Two stories from opposite ends of the hype spectrum share an uncomfortable structural rhyme. A new arXiv paper on continually self-improving AI systems argues that the fundamental limit on current LLMs isn't capability but the static nature of their training — they're frozen at a moment, unable to compound on their own outputs. Separately, Fast Company profiles Rare Beauty, Bogg, and Goodles, brands that are deliberately throttling distribution, choosing scarcity over scale.
The connection isn't superficial. Both stories are really about the compounding problem: what happens when a system optimizes so hard for growth that it loses the capacity for quality iteration? The brands that went slow — staying out of mass retail, building genuine community before scale — are now better positioned than competitors who flooded every channel. The AI systems that can't self-improve are hitting the same ceiling: they were optimized for a moment, not for compounding.

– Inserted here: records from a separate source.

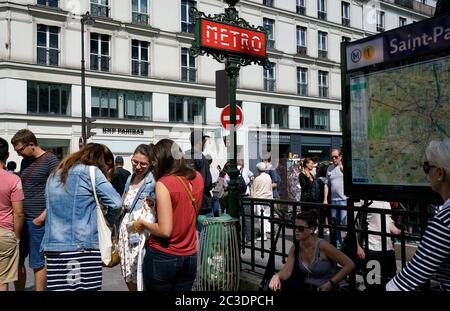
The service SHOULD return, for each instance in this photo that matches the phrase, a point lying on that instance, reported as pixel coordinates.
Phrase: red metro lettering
(224, 37)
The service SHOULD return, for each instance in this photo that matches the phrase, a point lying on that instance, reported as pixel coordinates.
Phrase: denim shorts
(30, 244)
(167, 272)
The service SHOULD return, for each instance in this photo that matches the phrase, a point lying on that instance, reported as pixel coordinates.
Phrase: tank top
(183, 240)
(319, 271)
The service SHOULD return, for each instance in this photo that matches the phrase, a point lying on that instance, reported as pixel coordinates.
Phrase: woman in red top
(170, 261)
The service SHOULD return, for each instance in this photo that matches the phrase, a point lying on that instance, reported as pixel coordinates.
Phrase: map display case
(396, 99)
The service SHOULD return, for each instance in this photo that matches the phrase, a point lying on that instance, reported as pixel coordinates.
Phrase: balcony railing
(100, 63)
(301, 50)
(99, 10)
(187, 27)
(140, 68)
(269, 85)
(50, 3)
(302, 89)
(346, 22)
(301, 10)
(323, 54)
(140, 18)
(322, 15)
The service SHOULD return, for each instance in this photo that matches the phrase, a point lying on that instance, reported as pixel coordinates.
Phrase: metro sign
(219, 36)
(225, 117)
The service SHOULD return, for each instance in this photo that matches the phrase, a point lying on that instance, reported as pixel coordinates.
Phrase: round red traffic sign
(225, 117)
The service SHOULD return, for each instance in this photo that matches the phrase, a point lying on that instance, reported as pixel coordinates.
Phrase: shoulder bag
(108, 246)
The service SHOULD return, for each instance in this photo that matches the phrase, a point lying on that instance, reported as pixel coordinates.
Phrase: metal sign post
(233, 41)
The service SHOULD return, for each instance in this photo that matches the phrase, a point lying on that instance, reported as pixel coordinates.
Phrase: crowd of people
(48, 214)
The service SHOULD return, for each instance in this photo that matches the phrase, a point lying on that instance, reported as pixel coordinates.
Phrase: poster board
(396, 99)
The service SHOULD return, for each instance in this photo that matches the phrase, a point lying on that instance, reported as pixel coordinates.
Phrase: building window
(323, 44)
(269, 79)
(104, 103)
(269, 24)
(314, 119)
(301, 40)
(100, 57)
(48, 98)
(323, 83)
(275, 115)
(139, 12)
(188, 66)
(302, 81)
(50, 3)
(380, 21)
(110, 103)
(138, 105)
(186, 109)
(47, 45)
(139, 58)
(100, 8)
(186, 20)
(322, 9)
(301, 7)
(345, 13)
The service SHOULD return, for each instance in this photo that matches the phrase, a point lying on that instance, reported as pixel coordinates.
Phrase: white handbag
(104, 232)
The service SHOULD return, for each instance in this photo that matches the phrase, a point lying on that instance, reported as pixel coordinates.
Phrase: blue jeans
(216, 207)
(339, 217)
(163, 271)
(30, 244)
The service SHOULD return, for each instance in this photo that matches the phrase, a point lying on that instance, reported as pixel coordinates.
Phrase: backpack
(242, 184)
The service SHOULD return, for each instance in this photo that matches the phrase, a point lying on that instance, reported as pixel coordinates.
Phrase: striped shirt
(432, 255)
(34, 185)
(74, 271)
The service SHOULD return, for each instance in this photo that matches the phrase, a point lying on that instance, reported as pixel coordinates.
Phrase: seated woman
(311, 263)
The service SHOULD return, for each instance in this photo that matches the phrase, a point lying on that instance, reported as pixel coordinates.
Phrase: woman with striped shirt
(433, 254)
(70, 241)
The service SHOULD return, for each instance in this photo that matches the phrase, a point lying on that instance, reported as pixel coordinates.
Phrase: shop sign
(122, 131)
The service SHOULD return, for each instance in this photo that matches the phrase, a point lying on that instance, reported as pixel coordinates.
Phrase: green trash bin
(218, 257)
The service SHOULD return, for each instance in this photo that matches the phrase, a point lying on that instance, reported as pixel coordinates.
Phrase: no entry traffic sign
(225, 117)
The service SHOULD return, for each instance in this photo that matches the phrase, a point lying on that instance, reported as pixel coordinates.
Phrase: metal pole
(232, 69)
(83, 94)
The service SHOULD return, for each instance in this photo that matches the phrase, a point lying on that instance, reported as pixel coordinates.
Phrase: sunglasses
(301, 228)
(22, 148)
(142, 164)
(426, 167)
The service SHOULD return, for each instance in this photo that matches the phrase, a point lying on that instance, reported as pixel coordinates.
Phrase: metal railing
(260, 256)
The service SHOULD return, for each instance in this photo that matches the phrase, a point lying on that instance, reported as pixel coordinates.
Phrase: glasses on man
(426, 167)
(19, 150)
(301, 228)
(142, 164)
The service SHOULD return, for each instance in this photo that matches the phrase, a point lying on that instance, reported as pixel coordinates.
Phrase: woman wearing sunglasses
(433, 254)
(311, 263)
(138, 203)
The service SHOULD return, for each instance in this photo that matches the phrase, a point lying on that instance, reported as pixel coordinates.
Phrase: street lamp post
(88, 20)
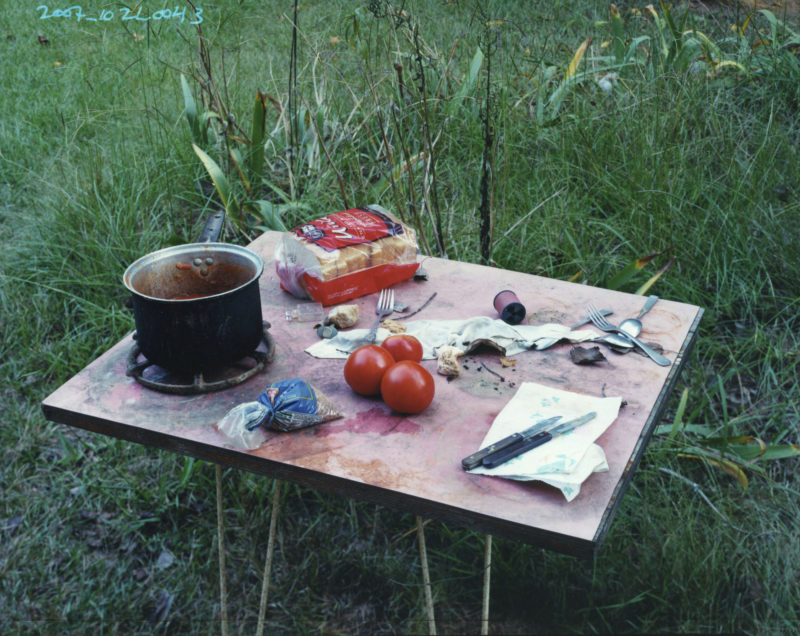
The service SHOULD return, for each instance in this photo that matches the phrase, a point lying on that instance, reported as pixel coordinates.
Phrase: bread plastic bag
(287, 405)
(345, 255)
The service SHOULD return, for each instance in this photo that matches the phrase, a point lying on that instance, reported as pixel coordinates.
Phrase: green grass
(97, 168)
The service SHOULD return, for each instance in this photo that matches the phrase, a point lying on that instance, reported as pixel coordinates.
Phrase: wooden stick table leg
(487, 579)
(262, 609)
(223, 592)
(426, 577)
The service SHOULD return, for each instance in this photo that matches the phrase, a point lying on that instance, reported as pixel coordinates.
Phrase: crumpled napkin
(464, 334)
(567, 460)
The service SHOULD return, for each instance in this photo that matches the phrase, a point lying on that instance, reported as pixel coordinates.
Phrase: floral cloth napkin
(567, 460)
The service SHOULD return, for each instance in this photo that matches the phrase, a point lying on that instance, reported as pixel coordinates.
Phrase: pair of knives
(518, 443)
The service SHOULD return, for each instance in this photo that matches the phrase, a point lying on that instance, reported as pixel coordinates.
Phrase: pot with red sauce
(197, 306)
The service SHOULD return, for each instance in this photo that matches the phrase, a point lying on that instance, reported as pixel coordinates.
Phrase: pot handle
(212, 228)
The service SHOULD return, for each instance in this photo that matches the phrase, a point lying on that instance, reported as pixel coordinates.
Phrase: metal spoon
(631, 326)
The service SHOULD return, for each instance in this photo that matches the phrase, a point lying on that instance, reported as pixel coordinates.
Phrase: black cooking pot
(197, 306)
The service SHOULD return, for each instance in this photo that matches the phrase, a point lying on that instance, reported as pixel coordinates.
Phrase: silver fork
(384, 307)
(601, 323)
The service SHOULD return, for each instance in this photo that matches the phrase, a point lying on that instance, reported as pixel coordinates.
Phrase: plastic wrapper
(283, 406)
(346, 255)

The Skele-Code paper out of arXiv this week — arguing for 'skele-coding' over 'vibe coding' — makes the same point from an engineering angle. Vibe coding is fast and feels productive; it's also the brand that scaled too fast. Skele-coding builds reusable, auditable structure. Slow growth that compounds.
For investors navigating this, the accelerator model itself is being stress-tested by exactly this tension — the YC Speedrun data shows batch companies that front-load distribution without product-market fit compounding fail at higher rates than cohorts that iterate slowly first. Restraint as moat is not a new idea. It's just newly legible.